There are presently about 1,500 people living in Fort Benton, all of whom understand and cherish the rich history of this special place, and all of whom have tremendous pride in living in such a historic birthplace of Montana and the Great American West. The corner bastion of the original fort known as "The Block House" is the oldest standing building in Montana, and is located in the Fort Benton City Park. What we know to be Montana, all started right here.
A seemingly endless wheat field near Fort Benton Montana.
Things To See In and Around Fort Benton...
As we first mentioned at the top of this page, there are many things to see and do in Fort Benton, and below are some of the top attractions of this amazing national treasure that we highly recommend that you take the time to explore and discover during your time here...

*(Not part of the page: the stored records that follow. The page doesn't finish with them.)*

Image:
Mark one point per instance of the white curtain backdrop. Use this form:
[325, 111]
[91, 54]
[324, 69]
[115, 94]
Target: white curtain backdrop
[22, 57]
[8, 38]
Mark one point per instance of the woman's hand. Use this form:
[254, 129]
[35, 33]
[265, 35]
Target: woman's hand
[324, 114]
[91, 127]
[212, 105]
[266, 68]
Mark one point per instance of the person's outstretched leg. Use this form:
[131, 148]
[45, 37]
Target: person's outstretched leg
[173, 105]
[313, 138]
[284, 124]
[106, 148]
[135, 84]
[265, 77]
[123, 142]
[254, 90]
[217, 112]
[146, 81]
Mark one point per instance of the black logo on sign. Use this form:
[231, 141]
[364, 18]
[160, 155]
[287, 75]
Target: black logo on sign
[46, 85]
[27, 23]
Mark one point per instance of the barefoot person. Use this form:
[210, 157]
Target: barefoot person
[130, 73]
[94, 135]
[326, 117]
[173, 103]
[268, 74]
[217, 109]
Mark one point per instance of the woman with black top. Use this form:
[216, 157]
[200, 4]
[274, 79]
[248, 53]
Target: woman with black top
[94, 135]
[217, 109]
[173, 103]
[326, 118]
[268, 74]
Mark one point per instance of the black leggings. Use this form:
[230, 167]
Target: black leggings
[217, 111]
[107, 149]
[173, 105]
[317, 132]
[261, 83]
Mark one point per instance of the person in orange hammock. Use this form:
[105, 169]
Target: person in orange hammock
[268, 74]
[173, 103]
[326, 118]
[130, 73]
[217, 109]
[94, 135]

Fort Benton Chamber of Commerce Visitor Center
The moment you enter Fort Benton, head straight for the Chamber of Commerce Visitor Center on main street. The staff will help show you EXACTLY where to go and what to do in Historic Fort Benton. This is where you can also get a ticket that allows you to visit ALL of the museums in town for one low price!

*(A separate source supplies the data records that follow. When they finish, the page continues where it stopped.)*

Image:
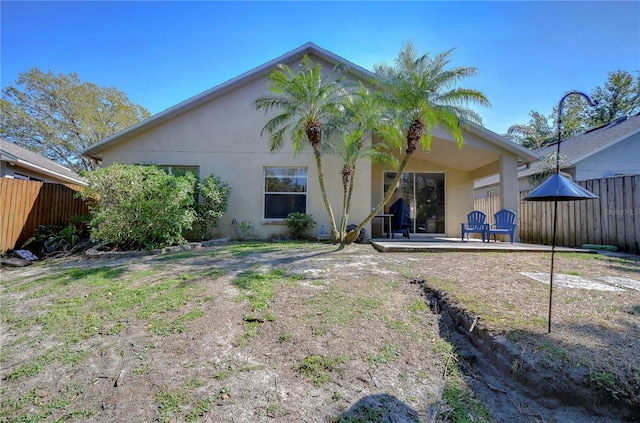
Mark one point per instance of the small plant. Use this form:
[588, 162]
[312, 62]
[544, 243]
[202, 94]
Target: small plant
[242, 229]
[299, 224]
[50, 238]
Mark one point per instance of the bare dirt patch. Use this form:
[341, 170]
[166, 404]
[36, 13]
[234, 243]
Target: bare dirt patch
[345, 336]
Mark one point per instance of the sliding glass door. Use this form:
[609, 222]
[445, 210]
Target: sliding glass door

Fort Benton Top Attractions:
Old Fort Benton
River Walk Self Guided Tour
Historic Main Street
Old Fort Benton
Montana Agricultural Museum
Upper Missouri River Breaks
Grand Union Hotel
Montana Lewis and Clark Memorial
Chouteau County Court House
Wild and Scenic Missouri River
Coal Banks Landing
The Hornaday Smithsonian Buffalo
The Hornaday Smithsonian Buffalo Collection is felt by many historians to be the most significant collection of the American Buffalo in the world. These animals were collected in 1886 by William T. Hornaday for the National Museum in Washington D.C. They were taken from the last of the wild herd found between the Yellowstone River and Missouri River. This was also the location of the last Blackfoot Indian hunt in history (1879) before they were forced onto the reservation. The large bull buffalo was the model for the Buffalo Nickel, the Great Seal of the Department of the Interior and the National Park Service badge. This incredible collection is located at the Montana Agricultural Museum in Fort Benton Montana.
The Montana Agricultural Museum: Definitely a "Must Do!"
The Montana Agricultural Center and Museum is absolutely remarkable and a "Must Do" while visiting Fort Benton. We give it a solid "Two Thumbs Up!" We were quite shocked at the quality and the extent of this remarkable collection and historical unfolding of the farmers and ranchers of the Northern Great Plains of Montana.
You will be amazed at the Montana Agricultural Museum.
If you like history and great displays, you'll love this museum.
Gateway to the Upper Missouri Wild & Scenic River
Upper Missouri Wild & Scenic River and the Upper Missouri River Breaks National Monument.
In addition to its rich and colorful history, Fort Benton also serves as the gateway to the Wild and Scenic Upper Missouri River and the Upper Missouri River Breaks National Monument. This wild section of the Missouri River involves a fantastic journey canoe adventure down 149 miles of some of the most remote and untouched areas in America.
Lewis and Clark described it as having "Scenes of Visionary Enchantment", where the legendary "Missouri River White Cliffs" watch over the wild Missouri.
Very little has changed since Lewis and Clark first traveled up the Missouri River in 1804... and you will be able to visit some of the original Lewis and Clark River Campsites, as well as explore old Fur Trader Posts, Native American encampments, steam boat landings and abandoned homesteads. And as you float down this tranquil river, the scenery is breathtaking, which combined with the deep history, makes this canoe adventure something you will never forget.
The Upper Missouri River Breaks National Monument Interpretive Center is the place to go to learn all about this unique and wild section of the Upper Missouri, including details about the 100+ mile canoe adventure through this untouched area of the Great American West.